Book that changed your life:
Life: A User's Manual by Georges Perec. I had been reading formally inventive fiction for some time before I discovered Perec, but his particular combination of playfulness with serious intelligence, or restraint with unbridled invention, or generosity with an unflinching eye--all the unique ways he put art and life in conversation with one another--was a revelation to me. In his novel Life: A User's Manual, he takes the reader room by room through a Parisian apartment building, carefully describing each apartment before placing inside it the stories of the people who lived there. It's a simple move but monumental in its effect. Readers of my new novel might notice that I borrowed this idea--describing a space before placing a story inside it--though what I did with it is very different.
Favorite line from a book:
From Bill Johnston's translation of Witold Gombrowicz's Bacacay: "It is with great emotion that I run toward you, my childhood!"
Five books you'll never part with:
Aside from the books I've already mentioned? Samuel Beckett's Stories and Texts for Nothing. Jaimy Gordon's Bogeywoman. Danielle Dutton's Prairie, Dresses, Art, Other (this is my wife's next book, forthcoming in 2024). Ishmael Reed's Yellow Back Radio Broke-Down. Elizabeth Sewell's The Field of Nonsense.
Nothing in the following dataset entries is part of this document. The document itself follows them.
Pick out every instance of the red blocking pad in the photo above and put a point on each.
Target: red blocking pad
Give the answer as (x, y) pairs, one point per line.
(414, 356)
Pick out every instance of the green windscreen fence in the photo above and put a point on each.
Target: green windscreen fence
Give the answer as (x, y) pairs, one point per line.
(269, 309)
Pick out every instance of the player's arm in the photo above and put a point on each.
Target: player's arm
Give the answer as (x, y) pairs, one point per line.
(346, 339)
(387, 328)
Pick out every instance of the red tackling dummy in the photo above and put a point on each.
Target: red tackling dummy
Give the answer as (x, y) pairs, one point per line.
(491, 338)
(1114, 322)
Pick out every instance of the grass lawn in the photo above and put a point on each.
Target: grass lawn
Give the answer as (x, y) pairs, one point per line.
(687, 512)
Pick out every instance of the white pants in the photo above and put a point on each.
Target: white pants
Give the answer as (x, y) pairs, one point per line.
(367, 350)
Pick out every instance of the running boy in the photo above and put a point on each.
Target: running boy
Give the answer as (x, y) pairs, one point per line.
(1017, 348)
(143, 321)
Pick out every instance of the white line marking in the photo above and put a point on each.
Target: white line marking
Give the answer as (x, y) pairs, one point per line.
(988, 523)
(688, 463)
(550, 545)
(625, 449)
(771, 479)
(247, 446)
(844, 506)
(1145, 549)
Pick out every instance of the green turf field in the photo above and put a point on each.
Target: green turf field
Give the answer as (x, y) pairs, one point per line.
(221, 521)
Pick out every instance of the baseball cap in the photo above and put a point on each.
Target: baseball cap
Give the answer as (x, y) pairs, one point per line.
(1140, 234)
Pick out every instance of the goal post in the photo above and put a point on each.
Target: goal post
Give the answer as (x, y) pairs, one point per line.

Book you most want to read again for the first time:
There is a type of book that is so singular and perfect, so entirely self-contained and unexpected, that reading it for the first time is particularly special, since it appears fully formed out of nowhere and remakes the world. Of course, this effect can't be repeated, since once you've read it, the world has already been remade. Books in this category for me include Tove Jansson's The Summer Book, Édouard Levé's Suicide, Nathalie Léger's The White Dress, Cristina Rivera Garza's The Taiga Syndrome, Pamela Lu's Pamela: A Novel, Roland Barthes's Camera Lucida and Georges Perec's W, or the Memory of Childhood.